From Citroen press: The SM was unveiled in 1970 at the Geneva Motor Show.
The Marque enjoyed immense success in 1970, selling some 700,000 vehicles and launching its rotary piston engine project. It also unveiled the top-end SM, presented as the crowning touch to the Citroën range.
The SM project started was kicked off in 1966 by Jacques Né, who wanted to develop a faster version of the DS, thus giving birth to Citroën’s first GT model.
But the SM was not designed like a standard GT, where comfort is generally of secondary importance. On the contrary, the DS-inherited hydraulic suspension system and the height adjustment function for optimum ground clearance made the new vehicle exceptionally comfortable.
One of the SM’s numerous special features was its lighting system. With six iodine headlamps connected to an automatic leveling system, the SM combined the performance of swiveling headlamps with a brand new aesthetic.
Styling work on the SM focused primarily on aerodynamics. The vehicle was put through a high number and wide range of wind-tunnel tests during the development phase – and the result was remarkable. The Cd (coefficient of aerodynamic drag) of the SM was 0.46, a full 25% lower than that of the DS, already a reference in the matter.
The SM has angle-free styling. Although the body is tautly designed, no angular features interrupt the vehicle’s streamlined flow. Encompassing the headlamp units and the number plate, the front-end glass casing lends the SM a resolutely innovative look. This pioneering beauty is furthered by the oversized bumpers, giving the vehicle its utterly distinctive character.
But for purists, the essence of the SM is in its profile, which clearly reveals all the work that went into the vehicle’s aerodynamics. The flowing lines seem impossibly elegant. Dynamic features such as the rake of the windscreen, the sharply-drawn quarter-lights and the rear subframe bring the SM its unique, streamlined appearance.
The SM’s engine was for a long time its Achilles’ heel.

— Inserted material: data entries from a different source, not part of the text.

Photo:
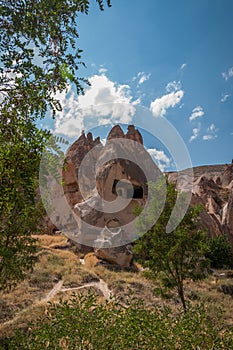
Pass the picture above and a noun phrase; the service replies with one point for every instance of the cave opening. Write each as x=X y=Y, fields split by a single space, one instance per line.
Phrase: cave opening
x=126 y=191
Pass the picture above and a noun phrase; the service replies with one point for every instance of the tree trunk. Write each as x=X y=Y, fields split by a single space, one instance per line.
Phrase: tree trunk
x=181 y=295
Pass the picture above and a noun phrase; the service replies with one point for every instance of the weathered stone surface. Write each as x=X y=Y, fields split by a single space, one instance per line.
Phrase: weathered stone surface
x=212 y=187
x=121 y=256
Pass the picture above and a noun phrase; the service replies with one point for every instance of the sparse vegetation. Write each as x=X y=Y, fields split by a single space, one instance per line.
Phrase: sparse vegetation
x=173 y=256
x=83 y=323
x=220 y=252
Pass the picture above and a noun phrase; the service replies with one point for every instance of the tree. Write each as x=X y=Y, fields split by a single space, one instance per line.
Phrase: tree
x=83 y=323
x=38 y=57
x=174 y=256
x=219 y=252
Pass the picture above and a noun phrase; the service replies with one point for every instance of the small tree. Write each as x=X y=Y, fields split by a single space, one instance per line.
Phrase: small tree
x=219 y=252
x=175 y=256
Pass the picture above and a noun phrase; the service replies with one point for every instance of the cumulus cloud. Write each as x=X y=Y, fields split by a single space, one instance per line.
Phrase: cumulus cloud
x=160 y=158
x=211 y=133
x=173 y=86
x=228 y=74
x=224 y=97
x=197 y=112
x=104 y=102
x=160 y=105
x=195 y=134
x=141 y=77
x=103 y=70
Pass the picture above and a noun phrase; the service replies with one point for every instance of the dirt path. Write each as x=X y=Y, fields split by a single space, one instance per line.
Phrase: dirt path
x=101 y=285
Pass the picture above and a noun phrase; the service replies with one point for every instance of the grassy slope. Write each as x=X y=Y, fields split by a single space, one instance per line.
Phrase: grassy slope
x=57 y=261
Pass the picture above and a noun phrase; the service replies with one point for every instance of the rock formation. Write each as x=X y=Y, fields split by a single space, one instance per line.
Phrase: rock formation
x=111 y=182
x=212 y=187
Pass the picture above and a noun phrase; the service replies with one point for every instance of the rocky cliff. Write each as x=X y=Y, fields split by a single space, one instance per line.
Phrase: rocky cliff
x=212 y=187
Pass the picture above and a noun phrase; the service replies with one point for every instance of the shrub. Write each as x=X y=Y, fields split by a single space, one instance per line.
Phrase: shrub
x=219 y=252
x=83 y=323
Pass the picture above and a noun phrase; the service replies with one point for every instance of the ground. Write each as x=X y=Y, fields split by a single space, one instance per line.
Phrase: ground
x=60 y=272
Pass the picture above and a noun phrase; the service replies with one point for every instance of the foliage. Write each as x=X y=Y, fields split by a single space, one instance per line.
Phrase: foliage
x=220 y=252
x=174 y=256
x=38 y=53
x=83 y=323
x=38 y=57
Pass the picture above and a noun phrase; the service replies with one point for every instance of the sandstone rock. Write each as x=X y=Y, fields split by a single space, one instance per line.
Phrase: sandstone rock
x=212 y=187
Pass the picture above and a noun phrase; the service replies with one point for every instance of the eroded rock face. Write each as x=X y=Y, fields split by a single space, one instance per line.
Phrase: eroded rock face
x=213 y=188
x=108 y=179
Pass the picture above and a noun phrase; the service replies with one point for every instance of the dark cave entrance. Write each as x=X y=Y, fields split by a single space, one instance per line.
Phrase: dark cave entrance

Designed by Maserati, a Citroën partner at the time, the V6 unit was initially warmly greeted by the public. GT fans loved its “highly strung” Italian feel.
But things soon started to go sour. A series of technical imperfections undermined the car’s reliability, traditionally a key Citroën strong point. The SM required fine-tuned maintenance like all GTs, and drivers paid heavily for any imprecision.
The SM gearbox was entirely Citroën-made. The five speed unit, with the top two gears in overdrive, gave SM drivers a full-throttle sports experience.
The top-of-the-range SM was launched in suitably top-of-the-range style in 1971, via promotional events and a press kit for professionals.
Sales were promising in the launch year. With 5,000 units in 1971, SM registrations matched its critical reception. Sadly, the ensuing years were somewhat less rosy. Sales dropped so much that Citroën halted production in 1975.
The SM’s career was cut short by the oil crisis and the introduction of new speed limits on motorways. The first oil crisis utterly changed our view of the automobile, as did the road safety laws limiting motorway speeds introduced at the same time. Buying and owning a GT vehicle at this time was reserved for passionate fans only.
Citroën announced it was stopping production of the SM in summer 1975, with these words: “The SM was born from speed and died with speed”.
Like any self-respecting GT, the SM proved its sporting nature in racing competition. The SM scored a resounding success on its first outing, at the Morocco rally, where a production model finished first in group 4. Spectators were suitably impressed by the new-born’s performance!
But beyond its impressive rally career, the SM is most often associated with a competition that it almost took part in. The SM was scheduled to race in the 1972 Le Mans 24 Hours event, but unfortunately, its participation was cancelled at the very last minute.
The Citroën SM was streamlined, swift and dynamic like a sports car, yet comfortable and pleasant to drive, with outstanding roadholding, steering, suspension and braking. Unveiled at the 1970 Geneva Motor Show, it is one of the most prestigious models in motoring history.
Developed by Citroën and Maserati – the latter for the engine – the front-wheel drive SM pioneered a new concept of “grand touring” and made speed with safety accessible to owners of mass-produced cars.
The SM’s career was cut short by the speed ban introduced during the oil crisis. Citroën sold 2,658 units in 1973, and a mere 352 in 1974.